Nearly three months after voters rejected a $3.5 million bond to upgrade the track and athletic facility at Belfast Area High School, Regional School Unit 71 is exploring other options for how to fund the project.
Paying for all or part of the project directly through the school budget or launching a capital campaign to raise funds are among possibilities being considered, school officials said.
Doing nothing is not an option, said Susan Robbins, the school’s athletic director. The track is so dilapidated that it can’t be used for meets. And the bleachers and lights at the high school were installed in the 1960s and need upgrades.
“We’re doing the best we can to keep the kids safe while practicing,” she said.
For now, the district is working to develop a new funding plan with the school committee and is moving forward with the permitting process so that it can start work as soon as a new plan is in place.
“There are really only three options,” said Bob England, RSU 71’s interim superintendent. The first option — the bond that would have had taxpayer pay for it — failed in November.
The second option: the district could pay for the renovation. Adding the entire cost of the project to a single year’s budget would be impractical and a “big hit,” England said. But a more palatable option would be to create a designated reserve account for the project and allocate part of the school’s budget to it each year.
Principal Jeff Lovejoy said he wished the district had created such an account seven years ago when it first started thinking about redoing the track and other athletic facilities.
“We’d be pretty close to having the funds if we’d gone that route, but we didn’t,” he said. “Every year that we don’t, it just keeps pushing it down the road.”
The third option would be fundraising — launching a capital campaign to raise part or all of the money for the renovation, England said. The district has already pursued that avenue to some extent — in 2024, Robbins raised more than $200,000 that the district has been using to pay Activias, the firm handling the design and permitting process.
But trying to fundraise and do her job as athletic director wasn’t sustainable, Robbins said.
Now the option of hiring a fundraiser to run a capital campaign is “on the table,” Lovejoy said.
Moving the project forward will require addressing the public’s concerns about the potential health and environmental risks of artificial turf, which can contain PFAS and also lead to more injuries for athletes.

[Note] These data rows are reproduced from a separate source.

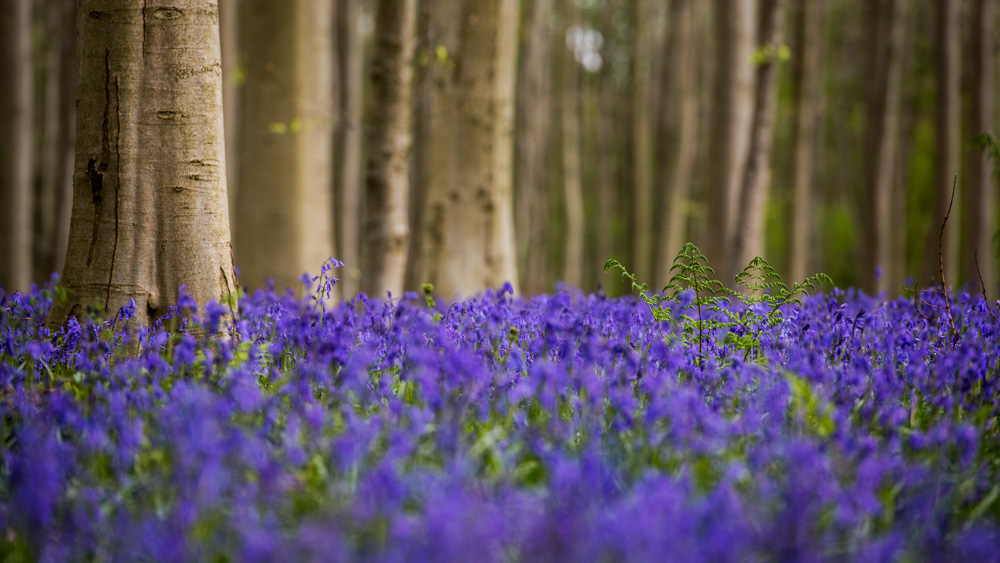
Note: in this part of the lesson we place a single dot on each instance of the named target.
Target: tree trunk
(349, 142)
(56, 191)
(479, 246)
(572, 174)
(149, 193)
(443, 29)
(645, 51)
(948, 126)
(15, 145)
(748, 240)
(880, 144)
(284, 210)
(534, 133)
(681, 83)
(808, 26)
(388, 183)
(980, 208)
(731, 122)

While the administration favors the use of artificial turf because it is easier to care for and can be used for more of the year than grass, Robbins said that no decision has been made on whether or not to use it.
There are turf options that do not contain PFAS and can be recycled, England said.
The district will also have to convince the public that upgrading athletics facilities is a worthwhile use of funds. Lovejoy said that 40% of the student body currently uses the school’s existing athletic field. The school has put millions into renovating math and special education facilities he noted.
“The narrative really comes down to, we can’t put money into athletics, we need to put it into academics,” he said. “We’re trying to say we’ve been doing that. We need balance and try to look at athletics as programming as well, not just an extra.”